The patch for logical decoding on the standby
/messages/by-id/20181212204154.nsxf3gzqv3gesl32@alap3.anarazel.de
should provide some of the infrastructure to do this properly. Should
really commit it. /me adds an entry to the top of the todo list.

Greetings,

Andres Freund

#5Craig Ringer
craig.ringer@enterprisedb.com
In reply to: Andres Freund (#4)
Re: Logical decoding without slots: decoding in lockstep with recovery

On Sat, 26 Dec 2020 at 06:51, Andres Freund <andres@anarazel.de> wrote:

Hi,

On 2020-12-23 14:56:07 +0800, Craig Ringer wrote:

I want to share an idea I've looked at a few times where I've run into
situations where logical slots were inadvertently dropped, or where it
became necessary to decode changes in the past on a slot.
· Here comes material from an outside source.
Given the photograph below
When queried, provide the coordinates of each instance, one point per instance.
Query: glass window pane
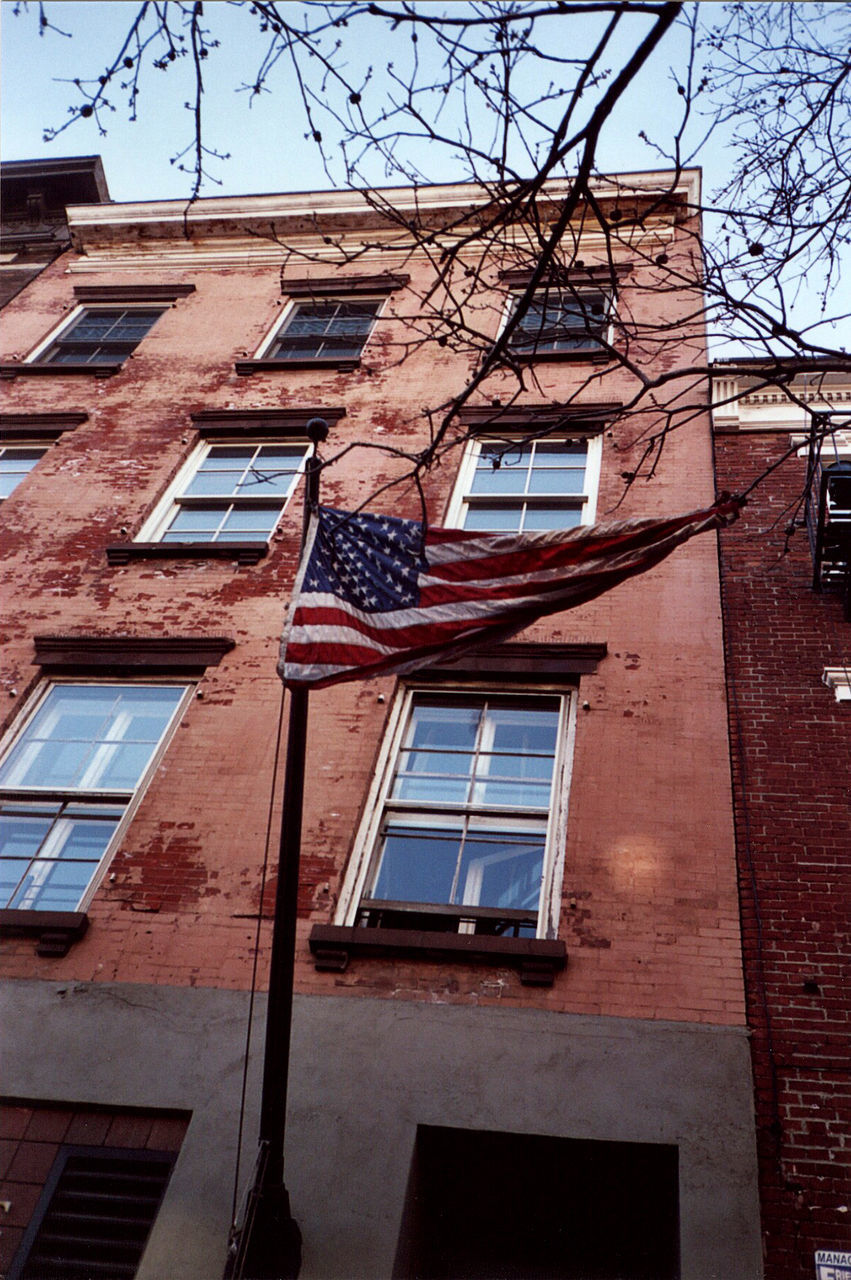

As most of you will know you can't just create a logical slot in the

past.

Even if it was permitted, it'd be unsafe due to catalog_xmin retention
requirements and missing WAL.

But if we can arrange a physical replica to replay the WAL of interest

and

decode each commit as soon as it's replayed by the startup process, we

know

the needed catalog rows must all exist, so it's safe to decode the

change.

So it should be feasible to run logical decoding in standby, even

without a

replication slot, so long as we:

* pause startup process after each xl_xact_commit
* wake the walsender running logical decoding
* decode and process until ReorderBufferCommit for the just-committed

xact

returns
* wake the startup process to decode the up to the next commit

I don't think it's safe to just do this for each xl_xact_commit - we can
remove needed rows at quite a few places, not just around transaction
commit.

Good point.

I vaguely recall spotting a possible decoding-on-standby issue with eager
removal of rows that are still ahead of the global xmin if the primary
"knows" can't be needed based on info about currently running backends. But
when looking over code related to HOT, visibility, and vacuum now I can't
for the life of me remember exactly what it was or find it. Hopefully I
just misunderstood at the time or was getting confused between decoding on
standby and xact streaming.

Rows needed to correctly decode rows earlier in the transaction
might not be available by the time the commit record was logged.

When can that happen?

I think you'd basically have to run logical decoding in lockstep with

WAL replay, i.e. replay one record, then call logical decoding for that
record, replay the next record, ...

That sounds likely to be unusably slow. The only way I can see it having
any hope of moving at a reasonable rate would be to run a decoding session
inside the startup process itself so we don't have to switch back/forth for
each record. But I imagine that'd probably cause a whole other set of
problems.

Can anyone see any obvious problem with this?

The patch for logical decoding on the standby
/messages/by-id/20181212204154.nsxf3gzqv3gesl32@alap3.anarazel.de
should provide some of the infrastructure to do this properly. Should
really commit it. /me adds an entry to the top of the todo list.

That would certainly be helpful for quite a number of things.